The syndrome of congenital adrenal hyperplasia an autosomal recessive disorder was first described in 1956 5. In this syndrome females are born with virilised external genitalia. The enzyme defects were described in 1962 6. Establishing the X chromosome number at birth can be life saving in the severe salt losing form of the disease.

This study is an analysis of the X chromatin status in referrals suspected of having the Klinefelter, Turner, testicular feminisation and congenital adrenal hyperplasia syndromes.

Population and method

Buccal smears of 25 phenotypic males and 201 phenotypic females were analysed. A modification of the method of Barr was used to prepare the buccal smears 7. The buccal smears were made by firmly scraping the mucosa of the cheek with a metal spatula. The scraping was smeared gently on a clean albuminised slide and fixed immediately in freshly prepared fixative consisting of equal volumes of ether and ethyl alcohol. Permanent preparations were made after staining with carbol fuchsin. Each slide was identified by a code number only. All smears were certified X chromatin positive or X chromatin negative by the author without reference to the designated sex of the referrals. Hundred large nuclei with smooth unbroken nuclear membranes were scored for the number of X chromatin bodies. A count of 10- 30 per 100 nuclei observed was taken as X chromatin positive and a count of two or less per 100 nuclei as X chromatin negative. More than one X chromatin body was not observed in any of the smears.

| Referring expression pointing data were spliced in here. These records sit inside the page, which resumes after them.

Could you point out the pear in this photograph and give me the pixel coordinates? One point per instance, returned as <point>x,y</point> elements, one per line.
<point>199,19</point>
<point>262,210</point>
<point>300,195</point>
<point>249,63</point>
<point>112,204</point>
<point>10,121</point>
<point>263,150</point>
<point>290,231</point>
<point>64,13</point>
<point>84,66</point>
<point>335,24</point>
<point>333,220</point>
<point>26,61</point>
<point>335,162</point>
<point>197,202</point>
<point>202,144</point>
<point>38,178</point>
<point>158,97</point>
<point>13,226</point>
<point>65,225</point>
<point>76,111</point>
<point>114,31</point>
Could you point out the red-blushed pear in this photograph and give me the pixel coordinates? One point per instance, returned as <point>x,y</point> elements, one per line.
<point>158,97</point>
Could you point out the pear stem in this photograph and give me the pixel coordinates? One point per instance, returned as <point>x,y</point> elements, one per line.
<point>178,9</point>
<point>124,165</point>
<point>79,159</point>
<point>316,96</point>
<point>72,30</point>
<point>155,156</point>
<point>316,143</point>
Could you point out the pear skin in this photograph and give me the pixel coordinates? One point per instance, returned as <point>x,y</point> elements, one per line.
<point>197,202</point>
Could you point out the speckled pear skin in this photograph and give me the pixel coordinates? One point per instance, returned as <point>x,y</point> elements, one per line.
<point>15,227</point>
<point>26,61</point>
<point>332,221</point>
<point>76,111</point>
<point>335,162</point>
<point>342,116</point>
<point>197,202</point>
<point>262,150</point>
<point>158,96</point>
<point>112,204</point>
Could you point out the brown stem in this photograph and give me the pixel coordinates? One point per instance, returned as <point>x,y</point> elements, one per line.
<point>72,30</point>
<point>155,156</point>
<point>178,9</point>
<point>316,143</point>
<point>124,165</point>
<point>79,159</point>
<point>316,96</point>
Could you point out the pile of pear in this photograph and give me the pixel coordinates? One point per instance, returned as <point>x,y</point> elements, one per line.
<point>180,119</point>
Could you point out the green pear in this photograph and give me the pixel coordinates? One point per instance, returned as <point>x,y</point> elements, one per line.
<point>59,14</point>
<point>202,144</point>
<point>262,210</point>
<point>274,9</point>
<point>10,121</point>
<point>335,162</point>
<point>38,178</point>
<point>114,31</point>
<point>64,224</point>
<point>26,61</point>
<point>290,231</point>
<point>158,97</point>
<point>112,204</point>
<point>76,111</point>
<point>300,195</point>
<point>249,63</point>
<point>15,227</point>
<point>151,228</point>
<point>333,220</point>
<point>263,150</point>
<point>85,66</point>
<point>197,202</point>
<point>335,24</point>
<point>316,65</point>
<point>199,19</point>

Table 1 gives the X chromatin status as negative or positive of the phenotypic males referred for suspected Klinefelter syndrome. The reason for referral was clinically suspected Klinefelter or gynaecomastia.

Table 2 gives the X chromatin status as positive or negative of the phenotypic females referred for suspected Turner, testicular feminisation, and congenital adrenal hyperplasia syndromes. The reason for referral was clinically suspected Turner, testicular feminisation, congenital adrenal hyperplasia short stature or primary amenorrhea.